O nome faz referência a Elis Regina, que em 1962, aos 17 anos, tornou-se sócia do Grêmio. Patrícia conta que Elis foi homenageada pelo clube, quando já era famosa, em 1968. “Com sua música e sua mania rebelde, ela não poupava esforços para defender os direitos, a democracia, as liberdades e o direito das mulheres serem donas de si, de seus corpos e de suas vidas. Por conta de toda essa história e por trabalharmos a questão do reconhecimento de nossos ídolos, Elis se tornou nossa maior inspiração”, explica.
A luta dentro e fora dos estádios
Os trapos (faixas) são marca das torcidas nos estádios. Os coletivos feministas da dupla GreNal costumam se manifestar sobre temas que dizem respeito ao combate ao preconceito. E as ações são replicadas nas redes sociais, atingindo muito mais pessoas.

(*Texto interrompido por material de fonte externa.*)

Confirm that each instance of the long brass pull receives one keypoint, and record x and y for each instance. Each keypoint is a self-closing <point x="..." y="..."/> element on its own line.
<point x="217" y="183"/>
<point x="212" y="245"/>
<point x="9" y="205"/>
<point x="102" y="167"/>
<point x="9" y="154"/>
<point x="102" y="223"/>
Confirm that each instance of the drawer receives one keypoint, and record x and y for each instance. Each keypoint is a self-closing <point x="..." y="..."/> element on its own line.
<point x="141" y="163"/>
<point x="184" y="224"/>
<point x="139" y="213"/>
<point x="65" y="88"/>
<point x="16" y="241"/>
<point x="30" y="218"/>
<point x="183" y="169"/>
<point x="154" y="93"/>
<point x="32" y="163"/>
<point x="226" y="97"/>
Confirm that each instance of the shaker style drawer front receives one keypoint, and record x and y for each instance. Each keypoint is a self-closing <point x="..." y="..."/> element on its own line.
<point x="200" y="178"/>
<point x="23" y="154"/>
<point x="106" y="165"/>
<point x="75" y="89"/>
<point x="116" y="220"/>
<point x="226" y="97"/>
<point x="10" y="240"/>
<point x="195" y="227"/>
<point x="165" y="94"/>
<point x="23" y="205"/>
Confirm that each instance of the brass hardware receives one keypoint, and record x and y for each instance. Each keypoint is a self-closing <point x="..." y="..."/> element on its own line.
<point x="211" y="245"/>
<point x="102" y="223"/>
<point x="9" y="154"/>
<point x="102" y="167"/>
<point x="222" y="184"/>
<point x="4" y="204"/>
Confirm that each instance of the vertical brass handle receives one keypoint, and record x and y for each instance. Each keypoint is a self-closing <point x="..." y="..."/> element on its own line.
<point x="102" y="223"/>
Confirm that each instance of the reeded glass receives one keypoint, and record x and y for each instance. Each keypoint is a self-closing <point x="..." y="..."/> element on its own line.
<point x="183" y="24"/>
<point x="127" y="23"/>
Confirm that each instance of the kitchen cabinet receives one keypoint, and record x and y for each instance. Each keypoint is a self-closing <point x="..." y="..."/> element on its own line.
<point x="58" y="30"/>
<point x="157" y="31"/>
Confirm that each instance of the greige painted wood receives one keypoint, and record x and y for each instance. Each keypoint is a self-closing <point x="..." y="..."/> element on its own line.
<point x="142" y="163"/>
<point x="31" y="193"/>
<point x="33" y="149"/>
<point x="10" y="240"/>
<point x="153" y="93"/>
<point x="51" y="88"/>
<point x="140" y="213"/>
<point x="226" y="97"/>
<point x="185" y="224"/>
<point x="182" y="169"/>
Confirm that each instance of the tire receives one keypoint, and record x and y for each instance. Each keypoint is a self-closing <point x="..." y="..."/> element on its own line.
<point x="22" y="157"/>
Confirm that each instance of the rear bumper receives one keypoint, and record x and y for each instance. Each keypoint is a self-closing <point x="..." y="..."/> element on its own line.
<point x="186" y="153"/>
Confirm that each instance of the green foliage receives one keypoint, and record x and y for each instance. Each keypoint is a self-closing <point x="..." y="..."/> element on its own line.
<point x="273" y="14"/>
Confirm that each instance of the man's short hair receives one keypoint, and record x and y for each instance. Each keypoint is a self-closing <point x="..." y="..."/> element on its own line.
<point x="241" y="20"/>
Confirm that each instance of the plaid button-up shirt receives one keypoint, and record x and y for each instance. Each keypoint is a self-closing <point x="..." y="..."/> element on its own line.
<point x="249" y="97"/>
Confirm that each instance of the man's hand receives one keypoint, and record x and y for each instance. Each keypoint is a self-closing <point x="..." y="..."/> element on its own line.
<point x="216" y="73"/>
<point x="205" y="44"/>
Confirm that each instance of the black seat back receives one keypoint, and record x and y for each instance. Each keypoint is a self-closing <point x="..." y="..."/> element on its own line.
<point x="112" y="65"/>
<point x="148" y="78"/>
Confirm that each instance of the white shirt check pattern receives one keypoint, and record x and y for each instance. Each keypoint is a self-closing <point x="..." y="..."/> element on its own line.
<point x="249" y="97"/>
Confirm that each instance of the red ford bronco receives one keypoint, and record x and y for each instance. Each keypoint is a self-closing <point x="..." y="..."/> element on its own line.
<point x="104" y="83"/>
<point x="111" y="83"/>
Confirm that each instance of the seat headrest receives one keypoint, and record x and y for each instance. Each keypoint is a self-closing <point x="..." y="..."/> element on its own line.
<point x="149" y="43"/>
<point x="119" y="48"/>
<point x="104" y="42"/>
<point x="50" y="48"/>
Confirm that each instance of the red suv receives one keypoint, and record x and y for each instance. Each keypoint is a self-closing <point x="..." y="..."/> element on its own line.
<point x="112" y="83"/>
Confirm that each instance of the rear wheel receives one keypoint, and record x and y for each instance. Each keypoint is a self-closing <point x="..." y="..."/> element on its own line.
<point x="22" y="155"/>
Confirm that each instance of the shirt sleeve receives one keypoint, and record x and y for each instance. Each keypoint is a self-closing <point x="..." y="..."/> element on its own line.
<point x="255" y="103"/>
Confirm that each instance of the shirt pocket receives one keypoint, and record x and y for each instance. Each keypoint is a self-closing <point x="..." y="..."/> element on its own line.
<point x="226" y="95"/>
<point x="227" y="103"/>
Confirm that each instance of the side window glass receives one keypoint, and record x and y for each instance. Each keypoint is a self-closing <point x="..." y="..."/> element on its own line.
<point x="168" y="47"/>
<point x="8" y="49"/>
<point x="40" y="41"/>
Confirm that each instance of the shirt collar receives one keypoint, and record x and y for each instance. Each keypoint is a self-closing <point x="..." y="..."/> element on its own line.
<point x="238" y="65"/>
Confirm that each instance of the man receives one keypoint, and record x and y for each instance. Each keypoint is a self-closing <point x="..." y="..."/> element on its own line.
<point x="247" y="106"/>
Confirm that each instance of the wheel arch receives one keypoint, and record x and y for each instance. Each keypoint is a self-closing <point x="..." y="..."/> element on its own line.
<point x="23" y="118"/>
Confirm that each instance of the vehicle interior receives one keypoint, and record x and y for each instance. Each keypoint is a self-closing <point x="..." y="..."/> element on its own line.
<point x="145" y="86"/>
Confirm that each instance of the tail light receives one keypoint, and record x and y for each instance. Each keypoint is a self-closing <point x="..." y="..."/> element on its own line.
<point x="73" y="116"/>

Patrícia Ferreira destaca que o Elis Vive tem um grande número de seguidores que não possuem o hábito de ir ao estádio, “mas que enxergam no coletivo uma representação”. As torcedoras também realizam campanhas específicas, como a construção do Machistômetro, material de combate ao machismo nos estádios, produzido no 8 de Março de 2019.
Outro aspecto trabalhado por ambas as torcidas é o assédio às jornalistas mulheres que trabalham nos estádios. “Temos vozes poderosas, ocupando cargos executivos e legislativos do país que legitimam a objetificação e a misoginia. Por isso, no começo do campeonato de 2020, a diretoria de inclusão fez um acolhimento às jornalistas mulheres”, conta Najla, explicando que o canal de denúncias da torcida colorada serve também e elas.
Esporte feminino
“Além de pouca visibilidade, o futebol de mulheres tem pouco investimento e esse é um tema muito importante pra nós”, afirma Patrícia, destacando, além da discriminação, a precarização das condições de trabalho. Ainda assim, o Coletivo Elis Vive está em todas as partidas. “Apoiamos as meninas dentro e fora de campo, organizamos caravanas para ir até Gravataí, na casa das Gurias Gremistas, ver os jogos e cantar muito”.
Najla conta que a criação do futebol feminino em todas as categorias foi uma bandeira muito cara para a INTERfeminista. “Defendemos a modalidade, vibramos com suas conquistas e acompanhamos os jogos. Achamos que ainda há um longo caminho a percorrer, como a própria utilização do Beira-Rio, e que falta mais visibilidade por parte da imprensa. Mas estamos no caminho e isso nos enche de orgulho”.